Consider that the remaining sensible heat raises the temperature of the system to the melting temperature of Al_2O_3 , 2325 K, and melts the mole of Al_2O_3 . The heat required to increase the temperature of the mole of Al_2O_3 is
\Delta H_3=\left[117.49\times (2325-1809)\right]+\left[\frac{10.38}{2}\times 10^{-3}(2325^2-1809^2) \right]+37.11\times 10^{5}\left[\frac{1}{2325}-\frac{1}{1809} \right]
=71,240 J
and, with c_{p,Fe(l)}=41.84 J/K, the heat required to increase the temperature of the 2 moles of liquid Fe is
\Delta H_4=2\times41.84\times (2325-1809)=43,178 J
The molar latent heat of melting of Al_2O_3 at its melting temperature of 2325 K is 107,000 J, and thus, the sensible heat consumed is
71,240+43,178+107,000=221,418 J
which still leaves 511,110 – 221,418 = 289,692 J of sensible heat.
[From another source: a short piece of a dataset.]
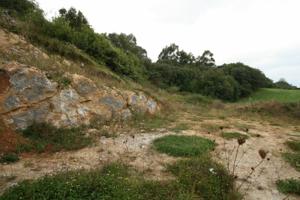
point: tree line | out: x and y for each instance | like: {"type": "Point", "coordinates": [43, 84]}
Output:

Consider that this is sufficient to raise the temperature of the system to the boiling point of Fe,3343 K. The constant-pressure molar heat capacity of liquid Al_2O_3 is 184.1 J/K, and thus, the heat required to increase the temperature of 1 mole of liquid Al_2O_3 and 2 moles of liquid Fe from 2325 to 3343 K is
(2×41.84+184.1)×(3343-2325)=272,600 J
which leaves 289,692 – 272,600 = 17,092 J. The molar heat of boiling of Fe at its boiling temperature of 3343 K is 340,159 J, and thus, the remaining 17,092 J of sensible heat is used to convert
\frac{17,092}{340,159}=0.05moles of liquid iron to iron vapor. The final state of the system is thus 1 mole of liquid Al_2O_3 , 1.95 moles of liquid Fe, and 0.05 moles of iron vapor at 3343 K.
Suppose, now, that it is required that the increase in the temperature of the products of the Thermit reaction be limited to 1809 K to produce liquid Fe at its melting temperature. This could be achieved by including Fe in the reactants in an amount sufficient to absorb the excess sensible heat. The sensible heat remaining after the temperature of the mole of Al_2O_3 and the 2 moles of Fe has been increased to 1809 K has been calculated as 511,110 J, and the heat required to raise the temperature of 2 moles of Fe from 298 to 1809 K and melt the Fe has been calculated as \Delta H_2=157,541 J. The number of moles of Fe which must be added to the reacting mole of Fe_2O_3 and 2 moles of Al_2O_3 is thus
\frac{511,110}{0.5\times 157,541} =6.49
The required final state is thus achieved by starting with Fe, Al, and Fe_2O_3 at 298 K,
occurring in the ratio 6.49/2/1. The Thermit reaction is used to weld steel in locations which are not amenable to conventional welding equipment.